If you’ve read other (probably better) travel blogs about Seoul, you’ve most likely come across mentions of this famous (infamous?) coffee shop. Ddong, meaning poop, is literally a poop and toilet themed cafe in Insadong, located on the top level of the Ssamziegil shopping complex. Enjoy a delicious latte or cappuccino served in a toilet bowl mug, a chocolate-covered waffle in a urinal, and many other poop-themed, whimsical drinks and food. It’s a little tricky to find the cafe, you have to walk all the way up the winding path of the building to the top level. You’ll pass a lot of great shops along the way.
Le Four Dore
Located within the COEX Mall Complex, this French bakery has some stunning pastries and coffees, making it the ideal location for breakfast if you’re staying in Gangnam. It also opened early, which was convenient for us. We were early birds thanks to the jet lag, and I was really surprised how many places didn’t open until 10 am in Seoul, even breakfast-oriented restaurants. Get a coffee and a pastry at Le Four Dore if you’re staying in Gangnam – you won’t regret it.
KKanbu Chicken Samseong
This is a local chain of Fried Chicken & Beer restaurants, which is a staple in Korean cuisine. It’s safe to say I absolutely loved it — the fried chicken is spicy but also a bit sweet, the beer is crisp and refreshing. If you go to KKanbu, get the fried cheese balls too — they are awesome! We split a portion of fried chicken and it was more than enough with the cheese ball appetizer.
Dot Blanket Cafe
If you’re looking for a tasty brunch in a cozy cafe, Dot Blanket is a great restaurant to add to your list. Try their orange latte, avocado toast (doused in a tasty yogurt sauce) or try a delicious salad for lunch. It has a good mix of healthy brunch options, which can be a nice break from the indulgent food we were eating at the markets. It’s sometimes nice to mix in some “western” food while traveling in Asia, and this was a good spot to visit.
This bakery was the ultimate spot to stop for any cake, scone, or coffee lover. There was an incredible table of treats to choose from — both savory and sweet baked goods, and they had a variety of delicious tea and coffee drinks. I loved the lemon cake and the scallion cream cheese scone. It can get very busy in here, so plan to possibly wait for a table, or come right after they open. Layered is by the Bukchon Hanok Village near Insadong in Seoul.
Another Western-style cafe, this is a Korean chain of cafes offering delicious salads, sandwiches, and coffees. We visited two locations during our trip to Seoul to mix in some greens with all the other foods we were eating. I tried a ricotta cheese salad that was amazing, and a salad with chicken that was also great. Their coffee is awesome and they have paninis and fresh-squeezed juice. It’s great for a quick and healthy lunch when traveling around Seoul.
Samgyetang – Chicken Ginseng Soup
A comfort food staple in Korea, Samgyetang is a boiling chicken and ginseng soup, where a small, whole chicken is stuffed with rice. The broth comes piping hot with a side of the banchan, kimchi cabbage, daikon radish and other tasty bits. It was a delicious and comforting food to indulge in; if I was sick with a cold this would definitely be something I’d want to eat.

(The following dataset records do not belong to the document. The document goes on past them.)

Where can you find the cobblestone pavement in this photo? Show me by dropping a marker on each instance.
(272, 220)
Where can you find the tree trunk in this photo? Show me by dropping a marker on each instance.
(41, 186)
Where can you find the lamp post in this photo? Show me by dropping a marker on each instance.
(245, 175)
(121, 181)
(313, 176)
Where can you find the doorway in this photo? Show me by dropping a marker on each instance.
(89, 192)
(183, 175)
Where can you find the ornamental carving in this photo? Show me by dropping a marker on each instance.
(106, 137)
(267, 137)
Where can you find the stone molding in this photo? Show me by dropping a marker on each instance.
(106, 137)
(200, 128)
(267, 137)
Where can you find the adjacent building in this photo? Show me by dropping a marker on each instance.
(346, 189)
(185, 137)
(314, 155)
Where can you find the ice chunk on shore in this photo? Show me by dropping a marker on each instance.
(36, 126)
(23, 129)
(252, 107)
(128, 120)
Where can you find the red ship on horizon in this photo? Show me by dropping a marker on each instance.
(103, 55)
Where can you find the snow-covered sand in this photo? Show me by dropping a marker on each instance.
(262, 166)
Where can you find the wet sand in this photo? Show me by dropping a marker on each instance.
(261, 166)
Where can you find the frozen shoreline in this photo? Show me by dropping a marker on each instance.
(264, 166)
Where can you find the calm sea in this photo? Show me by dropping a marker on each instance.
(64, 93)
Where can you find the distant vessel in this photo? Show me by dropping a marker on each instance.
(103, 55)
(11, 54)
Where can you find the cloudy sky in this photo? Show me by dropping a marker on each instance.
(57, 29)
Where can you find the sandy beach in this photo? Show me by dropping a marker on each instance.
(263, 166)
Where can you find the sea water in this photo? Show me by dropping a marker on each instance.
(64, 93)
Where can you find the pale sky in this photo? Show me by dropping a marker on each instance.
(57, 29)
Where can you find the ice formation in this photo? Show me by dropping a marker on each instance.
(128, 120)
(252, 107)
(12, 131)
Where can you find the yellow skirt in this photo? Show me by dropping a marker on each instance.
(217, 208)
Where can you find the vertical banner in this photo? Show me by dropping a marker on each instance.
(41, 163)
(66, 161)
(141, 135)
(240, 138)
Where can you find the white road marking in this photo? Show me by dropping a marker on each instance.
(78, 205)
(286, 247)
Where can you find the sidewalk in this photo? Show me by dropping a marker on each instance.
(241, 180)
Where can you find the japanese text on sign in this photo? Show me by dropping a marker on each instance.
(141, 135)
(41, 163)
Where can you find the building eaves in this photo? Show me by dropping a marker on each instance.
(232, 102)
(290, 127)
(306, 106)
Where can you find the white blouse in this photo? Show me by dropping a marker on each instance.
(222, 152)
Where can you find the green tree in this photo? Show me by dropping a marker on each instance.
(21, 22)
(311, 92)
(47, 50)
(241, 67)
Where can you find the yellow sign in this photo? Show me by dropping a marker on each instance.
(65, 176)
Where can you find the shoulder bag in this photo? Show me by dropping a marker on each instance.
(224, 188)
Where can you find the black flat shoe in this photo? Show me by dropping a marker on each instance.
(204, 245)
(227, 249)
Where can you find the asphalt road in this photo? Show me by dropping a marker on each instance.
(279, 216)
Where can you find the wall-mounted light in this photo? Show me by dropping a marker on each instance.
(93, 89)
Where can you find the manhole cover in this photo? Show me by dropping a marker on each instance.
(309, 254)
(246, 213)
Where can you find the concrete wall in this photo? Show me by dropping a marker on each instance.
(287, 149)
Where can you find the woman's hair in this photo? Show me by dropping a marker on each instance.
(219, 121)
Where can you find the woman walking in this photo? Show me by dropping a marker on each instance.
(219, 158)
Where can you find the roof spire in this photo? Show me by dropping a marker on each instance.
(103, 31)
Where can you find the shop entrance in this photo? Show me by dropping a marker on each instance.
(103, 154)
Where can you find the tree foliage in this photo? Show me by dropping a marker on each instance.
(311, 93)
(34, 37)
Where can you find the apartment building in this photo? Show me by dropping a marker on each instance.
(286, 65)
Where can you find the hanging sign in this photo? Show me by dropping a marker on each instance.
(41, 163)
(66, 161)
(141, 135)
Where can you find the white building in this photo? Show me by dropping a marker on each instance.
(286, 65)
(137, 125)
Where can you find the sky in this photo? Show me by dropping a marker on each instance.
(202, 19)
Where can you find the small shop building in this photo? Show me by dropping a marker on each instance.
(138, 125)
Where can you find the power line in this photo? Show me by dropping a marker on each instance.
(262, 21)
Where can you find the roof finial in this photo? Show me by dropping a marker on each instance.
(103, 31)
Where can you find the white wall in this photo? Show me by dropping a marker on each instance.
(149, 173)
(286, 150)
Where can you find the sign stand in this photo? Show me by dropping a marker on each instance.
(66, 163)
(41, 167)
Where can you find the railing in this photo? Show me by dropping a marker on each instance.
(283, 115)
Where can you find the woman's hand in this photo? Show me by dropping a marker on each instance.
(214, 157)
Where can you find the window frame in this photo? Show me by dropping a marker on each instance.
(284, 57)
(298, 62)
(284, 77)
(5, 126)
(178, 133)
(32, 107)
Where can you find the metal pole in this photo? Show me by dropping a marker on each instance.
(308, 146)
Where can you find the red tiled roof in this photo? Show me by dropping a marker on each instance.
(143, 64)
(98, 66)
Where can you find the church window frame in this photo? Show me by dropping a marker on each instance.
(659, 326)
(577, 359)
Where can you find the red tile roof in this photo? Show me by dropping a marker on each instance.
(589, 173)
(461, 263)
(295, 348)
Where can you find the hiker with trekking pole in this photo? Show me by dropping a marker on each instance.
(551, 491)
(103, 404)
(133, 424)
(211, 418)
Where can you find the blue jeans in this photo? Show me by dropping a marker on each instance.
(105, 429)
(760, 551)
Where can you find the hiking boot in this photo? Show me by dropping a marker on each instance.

And those are the highlights of all the amazing things I ate while in Seoul! I’d love to go back to Korea to eat more — the food markets are just incredible, dumplings are delicious, and it is such a fun food city. I also feel very inspired to start cooking more Korean food and trying new recipes. For my Minneapolis-based readers (i.e. my friends and family, thanks for all your support on my blog over the years) the Korean grocery store Seoul Foods in Fridley offers a ton of great items that I saw in stores in Seoul, so it’s becoming a spot I frequent!